Wednesday, July 2, 2014

IWSG post



My first post after who knows how long with the IWSG! Glad to be back.

What am I insecure about? Where do I start. . .

I think I struggle most with why am I wasting my time. I could say that regardless of if I ever get published, or let's be honest, even land an agent, I write just for me. But the truth is, I do want to be successful as a writer. I had no idea when I started a few years ago that it would be so difficult.

My husband is supportive, but I have children, a job, a home to maintain. How do I justify spending hours writing, reading, or critiquing when there is no guaranteed payoff. I really don't want fame, or even fortune (although I wouldn't mind a little money). I guess I just want validation. The right to say I'm a writer.

I've sent off a few short stories. Rejection. I've entered a few writing contests in the blogosphere. Not even an honorable mention. I've had a few writers critique my work. Nicely worded but god-awful. I've tried giving up, but here I am again because I have a story I have to tell.

Don't worry. I'm not depressed. I have an amazing life in every other aspect, but I just want to write too! I see others get agents, get published, win awards, and while I'm happy for them- I wish it could be me.

Sigh.

Well, I'm off to visit some others. Have a great month! See you then :)

Monday, June 30, 2014

Monday post


Drifting in and out of the writing world as I do, everyone else seems to be incredibly productive. And then there's me. I make all kinds of goals, and then I follow that up with all kinds of excuses. Part of the problem is I'm addicted to time wasters like surfing the internet or watching mindless TV. I sit down to rest and instead of having quiet time, I turn on the TV or grab my computer and before I know it, the evening is gone.

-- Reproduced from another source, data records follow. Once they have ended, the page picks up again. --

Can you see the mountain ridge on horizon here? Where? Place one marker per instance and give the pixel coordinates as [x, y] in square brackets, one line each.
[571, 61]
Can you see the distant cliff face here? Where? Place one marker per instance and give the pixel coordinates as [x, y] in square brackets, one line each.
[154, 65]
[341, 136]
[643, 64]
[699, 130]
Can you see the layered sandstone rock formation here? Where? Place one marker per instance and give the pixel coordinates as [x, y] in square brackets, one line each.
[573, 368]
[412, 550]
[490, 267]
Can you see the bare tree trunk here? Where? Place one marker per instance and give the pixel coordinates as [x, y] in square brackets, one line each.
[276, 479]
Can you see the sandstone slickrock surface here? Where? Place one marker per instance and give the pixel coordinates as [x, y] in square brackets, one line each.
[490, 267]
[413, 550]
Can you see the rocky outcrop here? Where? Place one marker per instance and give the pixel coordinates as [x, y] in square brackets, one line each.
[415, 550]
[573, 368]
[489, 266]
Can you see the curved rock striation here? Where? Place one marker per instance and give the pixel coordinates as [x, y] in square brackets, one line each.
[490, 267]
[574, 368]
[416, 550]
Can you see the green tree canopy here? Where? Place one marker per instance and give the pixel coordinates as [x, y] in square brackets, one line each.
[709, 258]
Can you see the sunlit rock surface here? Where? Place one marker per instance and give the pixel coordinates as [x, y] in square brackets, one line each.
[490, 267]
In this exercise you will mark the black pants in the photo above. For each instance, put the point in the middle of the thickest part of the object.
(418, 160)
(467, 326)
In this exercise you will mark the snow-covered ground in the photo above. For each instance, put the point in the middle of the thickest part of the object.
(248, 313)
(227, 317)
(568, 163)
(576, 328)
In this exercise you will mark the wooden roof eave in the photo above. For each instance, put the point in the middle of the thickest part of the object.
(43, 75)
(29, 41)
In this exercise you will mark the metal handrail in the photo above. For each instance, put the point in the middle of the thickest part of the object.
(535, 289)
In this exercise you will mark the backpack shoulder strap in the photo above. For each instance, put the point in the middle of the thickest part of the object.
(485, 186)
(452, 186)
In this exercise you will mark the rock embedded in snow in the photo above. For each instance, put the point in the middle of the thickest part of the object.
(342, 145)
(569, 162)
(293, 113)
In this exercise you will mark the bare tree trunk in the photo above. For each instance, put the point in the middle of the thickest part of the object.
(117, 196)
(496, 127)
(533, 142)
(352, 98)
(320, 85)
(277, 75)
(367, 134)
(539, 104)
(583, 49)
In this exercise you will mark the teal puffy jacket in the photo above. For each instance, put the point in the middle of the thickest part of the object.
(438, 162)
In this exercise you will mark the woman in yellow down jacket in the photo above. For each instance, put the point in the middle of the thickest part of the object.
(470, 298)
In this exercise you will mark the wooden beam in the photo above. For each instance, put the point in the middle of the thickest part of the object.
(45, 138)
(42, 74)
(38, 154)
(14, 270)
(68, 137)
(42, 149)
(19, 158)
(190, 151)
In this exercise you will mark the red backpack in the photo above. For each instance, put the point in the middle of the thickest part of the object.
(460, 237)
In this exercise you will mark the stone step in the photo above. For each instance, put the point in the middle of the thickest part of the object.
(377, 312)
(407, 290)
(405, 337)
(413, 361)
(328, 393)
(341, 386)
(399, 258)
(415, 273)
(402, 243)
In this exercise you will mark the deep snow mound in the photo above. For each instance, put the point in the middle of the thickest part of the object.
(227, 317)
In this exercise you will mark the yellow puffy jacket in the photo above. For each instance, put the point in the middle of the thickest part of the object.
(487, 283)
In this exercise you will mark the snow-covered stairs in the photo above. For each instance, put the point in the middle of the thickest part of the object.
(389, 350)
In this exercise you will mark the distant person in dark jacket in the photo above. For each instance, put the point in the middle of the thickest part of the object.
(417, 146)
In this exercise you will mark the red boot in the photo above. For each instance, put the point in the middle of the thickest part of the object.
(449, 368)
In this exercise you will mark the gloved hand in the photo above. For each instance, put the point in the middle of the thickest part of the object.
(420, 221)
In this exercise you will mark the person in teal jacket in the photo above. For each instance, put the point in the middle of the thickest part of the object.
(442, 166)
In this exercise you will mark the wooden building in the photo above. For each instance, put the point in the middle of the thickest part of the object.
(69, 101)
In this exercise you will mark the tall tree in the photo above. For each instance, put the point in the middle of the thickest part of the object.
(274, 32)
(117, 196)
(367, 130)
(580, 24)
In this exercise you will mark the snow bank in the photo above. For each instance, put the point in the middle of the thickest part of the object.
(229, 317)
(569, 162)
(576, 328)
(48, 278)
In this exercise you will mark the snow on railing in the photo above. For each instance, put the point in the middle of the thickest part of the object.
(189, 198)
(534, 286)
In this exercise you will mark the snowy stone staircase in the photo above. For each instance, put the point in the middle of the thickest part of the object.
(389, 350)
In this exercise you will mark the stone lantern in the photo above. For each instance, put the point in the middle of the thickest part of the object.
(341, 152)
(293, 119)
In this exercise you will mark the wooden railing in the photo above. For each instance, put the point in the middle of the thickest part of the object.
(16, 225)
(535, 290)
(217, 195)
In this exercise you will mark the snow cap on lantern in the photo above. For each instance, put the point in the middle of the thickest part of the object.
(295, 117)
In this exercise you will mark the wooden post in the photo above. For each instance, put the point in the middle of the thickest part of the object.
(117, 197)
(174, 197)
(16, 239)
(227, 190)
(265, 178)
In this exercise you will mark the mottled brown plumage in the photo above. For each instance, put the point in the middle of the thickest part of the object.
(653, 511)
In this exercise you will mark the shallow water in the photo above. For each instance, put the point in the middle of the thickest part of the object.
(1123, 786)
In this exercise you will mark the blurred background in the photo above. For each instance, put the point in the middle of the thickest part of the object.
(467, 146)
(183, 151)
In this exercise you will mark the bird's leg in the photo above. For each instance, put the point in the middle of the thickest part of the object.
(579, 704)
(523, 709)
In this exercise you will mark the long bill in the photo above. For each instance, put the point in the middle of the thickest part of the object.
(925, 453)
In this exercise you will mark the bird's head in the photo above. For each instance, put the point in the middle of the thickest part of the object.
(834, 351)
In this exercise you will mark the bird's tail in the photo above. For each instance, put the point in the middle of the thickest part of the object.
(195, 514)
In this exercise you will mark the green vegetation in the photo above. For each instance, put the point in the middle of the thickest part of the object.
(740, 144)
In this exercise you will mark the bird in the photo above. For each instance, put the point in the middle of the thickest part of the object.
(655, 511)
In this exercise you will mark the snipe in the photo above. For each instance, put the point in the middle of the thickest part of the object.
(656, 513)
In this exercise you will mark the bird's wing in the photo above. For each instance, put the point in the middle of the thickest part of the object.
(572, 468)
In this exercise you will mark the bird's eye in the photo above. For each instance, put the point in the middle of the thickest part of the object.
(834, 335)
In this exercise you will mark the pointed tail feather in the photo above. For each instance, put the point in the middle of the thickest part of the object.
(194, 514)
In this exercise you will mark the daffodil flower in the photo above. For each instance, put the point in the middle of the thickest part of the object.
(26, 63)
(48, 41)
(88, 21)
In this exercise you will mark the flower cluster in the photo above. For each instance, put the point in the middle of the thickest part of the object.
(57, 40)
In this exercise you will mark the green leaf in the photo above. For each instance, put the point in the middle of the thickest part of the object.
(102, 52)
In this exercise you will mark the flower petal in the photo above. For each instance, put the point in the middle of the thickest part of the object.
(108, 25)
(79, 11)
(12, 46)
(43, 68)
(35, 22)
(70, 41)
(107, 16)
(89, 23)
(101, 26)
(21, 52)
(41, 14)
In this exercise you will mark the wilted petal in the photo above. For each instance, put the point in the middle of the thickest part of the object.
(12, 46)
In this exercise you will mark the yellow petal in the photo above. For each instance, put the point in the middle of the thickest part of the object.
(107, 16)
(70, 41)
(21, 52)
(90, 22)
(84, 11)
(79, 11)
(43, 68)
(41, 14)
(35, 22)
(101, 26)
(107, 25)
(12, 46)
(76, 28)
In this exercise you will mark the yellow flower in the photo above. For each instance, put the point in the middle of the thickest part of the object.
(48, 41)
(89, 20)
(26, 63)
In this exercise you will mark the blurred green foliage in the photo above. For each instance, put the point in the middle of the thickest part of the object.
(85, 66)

ARGH! Why do I do that?

My latest writing goal was to write a page a day. That was a couple of weeks ago and I have 3 pages.

How does anyone stay focused?

Then it's also summer break and the kids are home. Is it wrong to count the days for them to go back to school? I love them and all- just maybe not 24/7!!
(As I'm writing this my 7 year old is sharing a cat book with me- on my bed, in my room, at 9:57 p.m.)

Me, "I think it's time for you to go to bed."

Her, "Never!"

That's what's happening here in the sunshine state- how 'bout you?

Tuesday, June 10, 2014

I'm back!



I tried to stay away, but I couldn't. The story I had to tell has been churning inside and yes! at long last I'm back to writing.

This last year has been a lot of changes, but I've settled into my new home and new state, and I'm ready to move forward. But really, I'm also eager to get back out there and find out what all of you are doing now. Please stop in and catch me up!

Brief summary of where I am- I've just started hitting the keyboard to put down the story that's been evolving in my head. I've pretty much ditched the entire first novel I wrote, but I kept the essence of the characters because I liked them. I moved away from my writers' group in South Carolina but after the summer I will try to find a local chapter. I'm looking forward to that because I'm near a big city again and there seems to be a lot of support.

I'm looking forward to getting back into the online writers community because even though it was at times painful, I learned so much from you!

Looking forward to reading your blogs again!